Mr Zimmerman shows that the pricing curve for cryptocurrencies can be locally downward-sloping; he identifies a driver of price volatility speciﬁc to blockchain technology; he shows that the volatility eﬀect is ampliﬁed by market illiquidity; and he demonstrates the existence of the digital gold eﬀect.
These results rely on two key conditions. First, there is limited blockchain capacity, so users compete for settlement. Second, the value of cryptocurrency depends on its usage as a means of payment. To my knowledge, there is no other traded asset where both of these conditions are true simultaneously. If such an asset existed, it is possible to expect its price to have similar levels of volatility to cryptocurrencies.

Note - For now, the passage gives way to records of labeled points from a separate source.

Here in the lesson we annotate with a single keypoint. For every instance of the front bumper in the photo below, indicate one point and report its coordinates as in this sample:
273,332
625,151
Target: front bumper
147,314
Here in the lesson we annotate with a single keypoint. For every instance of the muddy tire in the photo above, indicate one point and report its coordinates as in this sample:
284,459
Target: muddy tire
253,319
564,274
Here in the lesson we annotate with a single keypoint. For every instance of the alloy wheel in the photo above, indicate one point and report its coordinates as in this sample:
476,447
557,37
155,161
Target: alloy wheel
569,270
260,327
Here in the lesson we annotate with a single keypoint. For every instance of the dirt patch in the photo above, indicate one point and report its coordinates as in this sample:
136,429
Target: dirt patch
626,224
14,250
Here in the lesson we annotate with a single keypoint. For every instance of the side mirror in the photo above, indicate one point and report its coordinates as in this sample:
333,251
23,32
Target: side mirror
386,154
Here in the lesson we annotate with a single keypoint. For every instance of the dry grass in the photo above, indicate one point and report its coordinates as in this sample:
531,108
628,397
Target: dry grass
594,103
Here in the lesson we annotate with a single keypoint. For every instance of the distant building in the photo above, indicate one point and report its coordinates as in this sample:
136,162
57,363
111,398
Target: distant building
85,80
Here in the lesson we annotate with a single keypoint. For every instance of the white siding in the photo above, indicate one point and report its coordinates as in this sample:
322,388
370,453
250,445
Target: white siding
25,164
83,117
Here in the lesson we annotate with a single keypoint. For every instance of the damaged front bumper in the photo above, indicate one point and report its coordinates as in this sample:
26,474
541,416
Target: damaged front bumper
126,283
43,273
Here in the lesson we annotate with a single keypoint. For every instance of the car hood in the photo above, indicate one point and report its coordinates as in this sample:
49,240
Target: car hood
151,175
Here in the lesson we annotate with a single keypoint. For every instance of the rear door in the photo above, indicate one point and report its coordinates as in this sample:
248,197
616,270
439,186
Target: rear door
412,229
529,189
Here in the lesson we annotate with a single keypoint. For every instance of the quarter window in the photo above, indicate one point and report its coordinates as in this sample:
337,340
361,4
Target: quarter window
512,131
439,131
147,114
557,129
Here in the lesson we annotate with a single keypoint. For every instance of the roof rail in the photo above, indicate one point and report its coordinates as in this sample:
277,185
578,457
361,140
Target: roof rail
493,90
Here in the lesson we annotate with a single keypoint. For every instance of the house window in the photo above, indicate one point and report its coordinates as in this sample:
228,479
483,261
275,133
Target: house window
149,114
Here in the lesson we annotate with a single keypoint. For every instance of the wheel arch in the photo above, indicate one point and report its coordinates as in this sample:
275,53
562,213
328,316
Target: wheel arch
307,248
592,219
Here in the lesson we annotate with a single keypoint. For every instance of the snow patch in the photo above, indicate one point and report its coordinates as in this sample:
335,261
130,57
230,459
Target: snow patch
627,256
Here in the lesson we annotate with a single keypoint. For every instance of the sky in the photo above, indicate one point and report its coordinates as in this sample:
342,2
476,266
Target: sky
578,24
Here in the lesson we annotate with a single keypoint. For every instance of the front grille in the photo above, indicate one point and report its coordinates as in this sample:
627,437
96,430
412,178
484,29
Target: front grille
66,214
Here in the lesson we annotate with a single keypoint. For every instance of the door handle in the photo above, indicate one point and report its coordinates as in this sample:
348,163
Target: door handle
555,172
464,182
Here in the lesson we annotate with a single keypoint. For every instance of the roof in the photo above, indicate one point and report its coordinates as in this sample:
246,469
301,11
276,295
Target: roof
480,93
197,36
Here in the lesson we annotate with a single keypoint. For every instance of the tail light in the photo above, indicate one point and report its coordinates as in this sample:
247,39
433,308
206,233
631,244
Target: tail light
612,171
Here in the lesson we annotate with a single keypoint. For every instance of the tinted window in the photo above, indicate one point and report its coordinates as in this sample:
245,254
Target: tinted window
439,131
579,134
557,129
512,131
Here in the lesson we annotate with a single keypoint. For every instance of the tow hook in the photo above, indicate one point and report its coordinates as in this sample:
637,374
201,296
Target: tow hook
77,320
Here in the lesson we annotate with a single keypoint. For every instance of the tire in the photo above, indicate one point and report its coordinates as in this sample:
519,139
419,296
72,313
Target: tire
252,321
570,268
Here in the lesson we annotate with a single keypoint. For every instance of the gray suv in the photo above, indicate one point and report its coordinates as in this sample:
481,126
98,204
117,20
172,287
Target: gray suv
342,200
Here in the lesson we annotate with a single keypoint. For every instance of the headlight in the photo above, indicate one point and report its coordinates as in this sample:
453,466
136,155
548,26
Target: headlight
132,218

Mr Zimmerman also makes two technical contributions. He builds a model that endogenizes both the ﬁnancial market for cryptocurrency, and the fee-based market for blockchain space. And he contributes to the literature on global games by solving a model in which agents can purchase priority via fees.
The model has testable implications. It predicts that anticipated decreases in the block rate should be associated with higher price volatility. One way to test this is to exploit a feature of Bitcoin through which its block rate changes in a predictable way in the short run. Miners create new blocks by solving complicated cryptographic problems. If miners increase their computing power (called the ‘hash rate’), the rate of new blocks tends to increase. To regulate the long-run supply schedule, the Bitcoin protocol adjusts the diﬃculty of the problems every 2016 blocks, roughly every two weeks. As hash rate tends to increase over time — due to technological progress — there is typically a drop in hash rate after each adjustment. His model predicts that the price volatility should rise on these days.
His results also have implications for the long-term future of cryptocurrencies.
In order to present a closed-form model of cryptocurrency usage and pricing, he has abstracted away from some features that could be worth analyzing further. In particular, he has assumed that the time-frame over which beliefs form about the future value of cryptocurrency is similar to the time-frame over which settlement is delayed. In reality, settlement delays are likely to be of the order of days at most, whereas beliefs about future value will take much longer to form. A multi-period version of the model could provide a more realistic treatment, and allow the long-term value v(y) to be micro-founded.
His model can also be extended to incorporate imperfect information for speculators, as well as households. In the current setting, this may not add much value, because there are no strategic complementarities between an individual speculator’s actions and those of any other agent. However, a diﬀerent setting could give rise to new insights.